Ouverts mercredi, les travaux de deux jours consacrés à la mise en œuvre des écoles doctorales en République démocratique du Congo se sont achevés ce jeudi dans les installations de l’Université de Lubumbashi (UNILU). Cet événement d’envergure nationale a rassemblé des délégations venues de plusieurs universités du pays, toutes mobilisées pour réfléchir sur l’avenir et l’harmonisation du troisième cycle en RDC.
La cérémonie d’ouverture, organisée dans la salle Monseigneur Tshibangu Tshishiku, a été présidée par le secrétaire général à la Recherche scientifique et aux Innovations technologiques, représentant la ministre de tutelle. Dans son adresse, il a insisté sur la nécessité de doter la formation doctorale congolaise de standards communs, afin d’améliorer la qualité de la recherche et d’assurer une meilleure compétitivité scientifique du pays.
Deux panels pour baliser les contours de la réforme
Après la séance inaugurale, les discussions techniques se sont poursuivies dans la salle Professeur Muteta, où deux panels thématiques ont été constitués pour permettre un examen approfondi des enjeux.
- Cadre juridique de la formation doctorale
Le premier panel s’est concentré sur les fondements légaux encadrant la formation doctorale en RDC.

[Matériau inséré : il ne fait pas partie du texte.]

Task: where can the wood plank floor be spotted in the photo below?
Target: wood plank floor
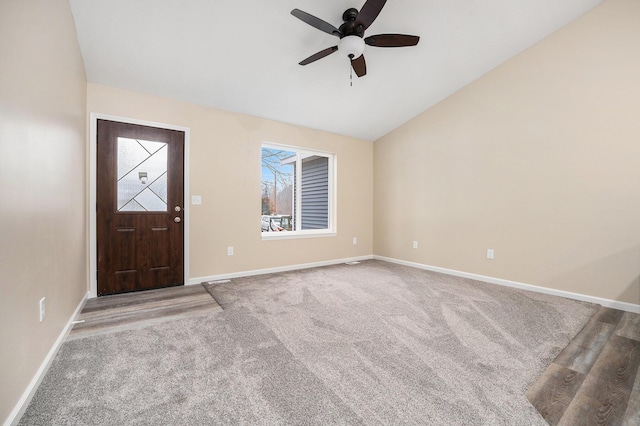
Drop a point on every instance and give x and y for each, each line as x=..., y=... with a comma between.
x=595, y=380
x=132, y=310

Le professeur Barthélémy Kakese a ouvert les échanges en retraçant l’évolution des textes régissant le troisième cycle, depuis les ordonnances de 1971 jusqu’à l’instruction 027. Il a démontré que la RDC, malgré divers défis institutionnels, s’est constamment efforcée de structurer et d’améliorer son architecture doctorale.
Ensuite, le professeur Jean Otemikongo Mandefu, de l’Université de Kisangani, a analysé la loi-cadre de 2014 ainsi que les textes réglementaires, décrets et arrêtés en vigueur. Selon lui, « le socle existe », mais il est nécessaire de développer des mesures d’accompagnement cohérentes pour assurer l’opérationnalisation effective des écoles doctorales.
- Partage d’expériences entre institutions universitaires
Le second panel a permis aux représentants de plusieurs universités – notamment l’UNIKIN, l’UNILU, l’UOM, l’UCC et l’UPC d’échanger sur leurs expériences respectives.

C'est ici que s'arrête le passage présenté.